Thwarting gun-running with a click of a mouse
| NEW YORK
Suspicious New York police searched a young man who was hanging around a park. They found him armed with a Lorcin .380, a potent firearm.
It turned out the Lorcin's buyer was not the man arrested but someone else, an Alexander Callahan, who had bought five other guns on the same day in Georgia. The multiple purchase alerted the Bureau of Alcohol, Tobacco and Firearms (ATF) that Mr. Callahan might be involved in gun running.
What tripped up Callahan and two other cohorts was the New Jersey/New York Regional Crime Gun Center, a new ATF weapon in the battle against illegal handguns.
The center, the first of its kind in the United States, is specifically aimed at tracing weapons and looking at patterns involving guns used in crimes.
Officially opened April 13, it provides information to agents trying to crack armed drug gangs. It maps all the sites where guns have been picked up by police. And it centralizes information so police departments can move more quickly.

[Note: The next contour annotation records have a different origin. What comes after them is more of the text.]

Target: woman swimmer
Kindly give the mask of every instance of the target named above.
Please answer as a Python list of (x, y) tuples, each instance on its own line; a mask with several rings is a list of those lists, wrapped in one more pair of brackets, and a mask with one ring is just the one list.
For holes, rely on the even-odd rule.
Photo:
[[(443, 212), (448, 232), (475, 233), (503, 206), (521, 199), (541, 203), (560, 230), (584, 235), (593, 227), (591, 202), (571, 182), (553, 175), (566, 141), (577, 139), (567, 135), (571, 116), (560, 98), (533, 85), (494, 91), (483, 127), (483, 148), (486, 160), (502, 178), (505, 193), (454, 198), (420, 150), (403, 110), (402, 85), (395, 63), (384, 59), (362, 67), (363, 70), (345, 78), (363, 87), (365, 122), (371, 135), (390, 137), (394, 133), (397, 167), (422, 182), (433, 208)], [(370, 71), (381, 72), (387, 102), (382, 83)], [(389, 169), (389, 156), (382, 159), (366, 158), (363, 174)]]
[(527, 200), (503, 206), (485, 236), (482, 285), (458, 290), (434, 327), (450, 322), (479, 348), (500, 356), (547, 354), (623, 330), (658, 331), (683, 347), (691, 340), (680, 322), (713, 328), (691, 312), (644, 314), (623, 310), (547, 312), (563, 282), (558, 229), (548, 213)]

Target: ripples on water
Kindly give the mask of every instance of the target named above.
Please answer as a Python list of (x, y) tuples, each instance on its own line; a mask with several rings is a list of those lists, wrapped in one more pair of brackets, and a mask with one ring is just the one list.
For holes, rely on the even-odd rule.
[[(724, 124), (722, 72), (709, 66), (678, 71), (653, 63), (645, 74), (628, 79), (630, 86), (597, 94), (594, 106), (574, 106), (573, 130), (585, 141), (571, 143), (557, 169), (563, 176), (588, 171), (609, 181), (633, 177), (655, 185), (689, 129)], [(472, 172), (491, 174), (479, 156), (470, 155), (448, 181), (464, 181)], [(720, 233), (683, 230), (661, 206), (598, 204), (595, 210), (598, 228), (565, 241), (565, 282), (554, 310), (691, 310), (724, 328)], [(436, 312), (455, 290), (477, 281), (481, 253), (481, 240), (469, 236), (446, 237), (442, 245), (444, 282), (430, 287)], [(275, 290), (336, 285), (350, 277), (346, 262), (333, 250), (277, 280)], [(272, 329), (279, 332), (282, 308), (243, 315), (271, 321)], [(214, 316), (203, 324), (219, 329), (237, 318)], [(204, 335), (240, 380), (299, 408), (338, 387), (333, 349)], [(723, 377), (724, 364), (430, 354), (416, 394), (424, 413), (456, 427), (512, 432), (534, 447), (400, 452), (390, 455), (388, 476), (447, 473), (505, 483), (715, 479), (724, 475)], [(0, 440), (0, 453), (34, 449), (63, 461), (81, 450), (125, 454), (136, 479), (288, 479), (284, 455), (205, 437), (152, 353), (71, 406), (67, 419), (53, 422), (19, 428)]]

"Clearly we see cases being solved," says John Magaw, director of the ATF. "The complex and far-reaching cases that will emerge from this expanded yet concentrated effort will have a notable impact on violent crime."
ATF officials are now talking about setting up another center in the Washington, D.C., area to serve police departments in Virginia, Maryland, and the District.
"My vision is that in three or four years we will see it around the country," says Mr. Magaw.
The latest push is part of a renewed effort by ATF to track guns used in crimes.
Three years ago, ATF began a program in 17 cities to trace every gun used by a youth to commit a crime. Now that program has been expanded to 37 cities. It's likely the system will be used to trace the handgun used in the Littleton, Colo., school shootings, since it's illegal for a youth to buy a handgun.
Antigun organizations applaud the effort, and take some credit for it.
"We have been pushing the ATF to trace more guns and follow the patterns of firearms movement," says Brian Siebel, a senior attorney with the Legal Action Project at the Center to Prevent Handgun Violence in Washington.
In Boston, tracing the sellers of handguns used in crime, says Mr. Siebel, has resulted in vigorous prosecutions over the past two years. As a result, he says, youth shooting deaths have declined dramatically.
Mr. Siebel says the information the ATF gathers on firearm movements might be used in the lawsuits filed against the gun manufacturers. Several cities, such as Chicago and Bridgeport, Conn., are focusing on the distribution methods used by the industry.
ATF officials expect the new center will also aid local police in finding patterns involving guns used in crimes. For example, a local precinct commander can pull up information showing where guns have been found.
"So if officers get a call to go to that area for a crime or disruption, it puts them on a completely different guard and maybe they will send three or four officers instead of one or two," says Magaw.
THE New York regional operation is mainly a computer center in a windowless office. Once a day, members of the New York National Guard pick up data on the latest guns seized by the New York Police Department.
This information, such as serial numbers and where the gun was found, is entered into the ATF computers. The data are then sent to the ATF's national gun-tracing center in Falling Water, W.Va.
In the case of the Lorcin, a further computer search discovered that Callahan and his cohorts, including ring leader Lucinda Weatherspoon, had bought a total of 93 guns over six months.
On the gang's next trip to Georgia, a tracking device was attached to Ms. Weatherspoon's Jeep. ATF tracked the vehicle up the East Coast and arrested the gang with 12 guns and 2,000 rounds of ammunition as they entered New York. All three pleaded guilty to federal firearms violations.
So far, the police have recovered 11 firearms sold by the gang. Six of those guns were in the possession of juveniles.
There are times, however, when the ATF computers don't find a match. Magaw says this is because of "loopholes" in the laws that allow individuals to buy guns at flea markets and gun shows without registering them. Recently, President Clinton, in his weekly radio address, called on Congress to enact legislation shutting down such venues.
A spokesman for the National Rifle Association (NRA) says the organization has no statement at this time in light of the shootings in Colorado.